3. That there was “little evidence of what was driving growth during the second half.” Dr. Singh offers in response growth in rice, sugar and gold but does not tell us how sectors that account in total for 17% of GDP can account for a turnaround of 3.8% in six months over 100% of the economy.

He adds that “the [official] numbers are sourced from the sectors themselves and can be verified directly with those sectors,” and that it “is nothing short of absurd and dishonest to call into question these numbers.” It is Dr. Singh who is being absurd and dishonest by conflating production numbers into GDP figures. GDP is a value not a quantity and a 3% increase in production does not automatically translate into a 3% increase in value. Prices will simply be another variable in the GDP equation.

4. Dr. Singh’s anger becomes uncontrollable when the EIU report quotes from a 2009 Business Outlook Survey by Ram & McRae in which 60% of the respondents reported no confidence in the economy. The survey is described as “politically motivated, highly flawed, and designed to distort the facts and present a negative picture of Guyana under the current administration”, and the principal of the firm, (i.e. me) as “a self-confessed partisan politician”.

Dr. Singh has never, as far as I am aware, sought from any of the partners of the firm the methodology or software it uses in the Survey and did not have a problem with the Surveys in 2006 and 2007 when reported confidence in the economy was high. Those findings were then welcome and widely publicized in the state media. Nor was I “a self-confessed partisan politician” when I was asked by him and the President for assistance on certain matters; when his party asked for tax ideas on their 2006 Manifesto; or when I was visited at home by a high priced Presidential Advisor for consultations on a range of issues.

5. Further, Dr. Singh should be careful in impugning anyone’s integrity, professional or otherwise. His own situation where the wife of the Minister of Finance is the de facto head of the Audit Office is unique, a violation of all the tenets of professional independence, and an embarrassment to this country; he was complicit in the untruth perpetrated in the National Assembly over the $4 billion paid to GUYSUCO in 2009, participating in, and contributing to the devaluation of that august body; and complicit too about the error in the VAT rate that instead of consumers paying $12.1 billion in VAT in 2007, they actually paid $21.3 billion, that is more than 75% more! He was, we recall, also centrally involved in the unlawful concessions given to the Ramroop group. These occurrences and circumstances all speak for themselves, and require no elaboration from me.

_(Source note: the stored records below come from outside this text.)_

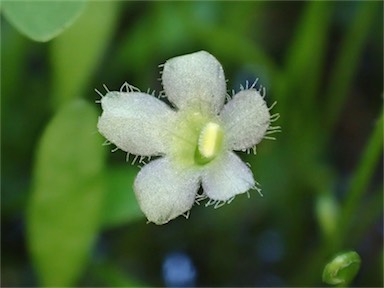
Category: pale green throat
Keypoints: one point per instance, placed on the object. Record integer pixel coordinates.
(209, 143)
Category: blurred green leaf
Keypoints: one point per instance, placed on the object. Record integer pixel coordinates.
(304, 65)
(342, 269)
(341, 75)
(66, 202)
(78, 51)
(120, 205)
(362, 176)
(42, 20)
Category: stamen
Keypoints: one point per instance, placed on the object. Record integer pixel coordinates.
(209, 143)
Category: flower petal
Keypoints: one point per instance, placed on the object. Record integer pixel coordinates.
(227, 177)
(164, 192)
(195, 79)
(245, 118)
(136, 122)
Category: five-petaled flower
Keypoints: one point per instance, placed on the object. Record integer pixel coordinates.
(194, 139)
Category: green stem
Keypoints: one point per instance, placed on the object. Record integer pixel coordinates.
(362, 177)
(345, 68)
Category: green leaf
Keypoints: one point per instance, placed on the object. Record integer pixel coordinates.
(77, 52)
(67, 197)
(342, 269)
(121, 206)
(42, 20)
(344, 70)
(305, 60)
(362, 177)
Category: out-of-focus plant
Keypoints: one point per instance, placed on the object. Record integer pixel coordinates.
(75, 195)
(342, 269)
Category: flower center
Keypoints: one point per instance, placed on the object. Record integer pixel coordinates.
(209, 143)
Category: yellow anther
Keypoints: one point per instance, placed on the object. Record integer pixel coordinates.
(210, 142)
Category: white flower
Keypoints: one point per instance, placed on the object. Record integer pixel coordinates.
(195, 139)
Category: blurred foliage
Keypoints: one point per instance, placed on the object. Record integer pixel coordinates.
(71, 219)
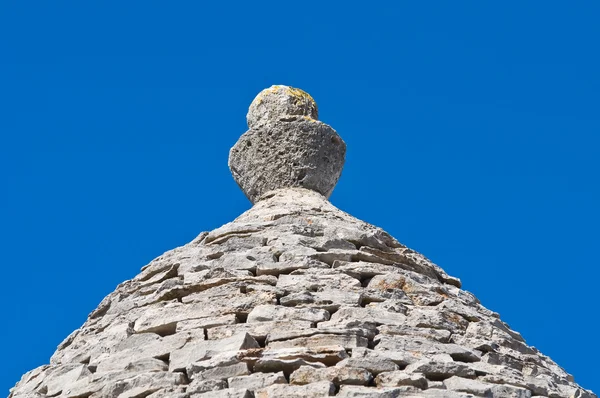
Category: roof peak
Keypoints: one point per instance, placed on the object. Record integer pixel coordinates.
(286, 146)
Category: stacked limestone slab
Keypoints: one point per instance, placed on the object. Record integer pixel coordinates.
(295, 298)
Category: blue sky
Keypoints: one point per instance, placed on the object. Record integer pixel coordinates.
(472, 131)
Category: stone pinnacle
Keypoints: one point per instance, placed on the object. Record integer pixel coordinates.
(286, 146)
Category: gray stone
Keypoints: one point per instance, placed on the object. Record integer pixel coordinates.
(382, 392)
(312, 390)
(283, 150)
(440, 370)
(202, 385)
(198, 350)
(290, 289)
(468, 385)
(336, 375)
(226, 393)
(401, 378)
(320, 340)
(256, 381)
(265, 313)
(280, 102)
(373, 365)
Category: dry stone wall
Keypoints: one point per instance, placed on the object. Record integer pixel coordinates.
(295, 298)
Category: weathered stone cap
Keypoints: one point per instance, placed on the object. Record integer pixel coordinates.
(286, 146)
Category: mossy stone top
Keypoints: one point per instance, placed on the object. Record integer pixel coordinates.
(286, 146)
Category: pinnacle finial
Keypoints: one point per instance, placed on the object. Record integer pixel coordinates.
(286, 146)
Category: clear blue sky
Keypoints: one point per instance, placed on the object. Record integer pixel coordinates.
(472, 131)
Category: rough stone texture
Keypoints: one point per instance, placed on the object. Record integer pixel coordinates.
(278, 103)
(294, 298)
(286, 146)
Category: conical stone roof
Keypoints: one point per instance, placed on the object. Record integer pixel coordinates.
(294, 298)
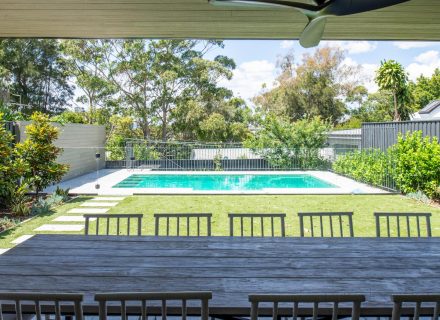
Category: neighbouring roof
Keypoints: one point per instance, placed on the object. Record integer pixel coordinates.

But I will show faith in Dr. Singh and look forward to a higher standard of integrity and competence from him in, among other things: ensuring that public moneys are paid into the Consolidated Fund and not the Office of the President or special accounts; ensuring a strong, independent Audit Office; publishing of the mid-year report within the statutory deadline set in the Fiscal Management and Accountability Act; tabling in the National Assembly annual reports of state entities required by the Public Corporations Act; ensuring that NICIL, the Board of which he is Chairman, begins to operate within the law and its own constituent documents, including having its accounts audited and filed as the law requires; granting concessions under the Income Tax (In Aid of Industry) Act on an objective basis rather than on political grounds; and taking a stand on the high level of corruption that has engulfed public finance in the country.

I know he possesses the integrity to rise to the occasion. I am less confident about his courage. But hopefully he will reflect on the oath which he took on being appointed, and will recognise that more than at any time, Guyana needs from its Finance Minister this level of integrity and courage. While he struggles with these challenges, I also suggest the temperance and language befitting his position.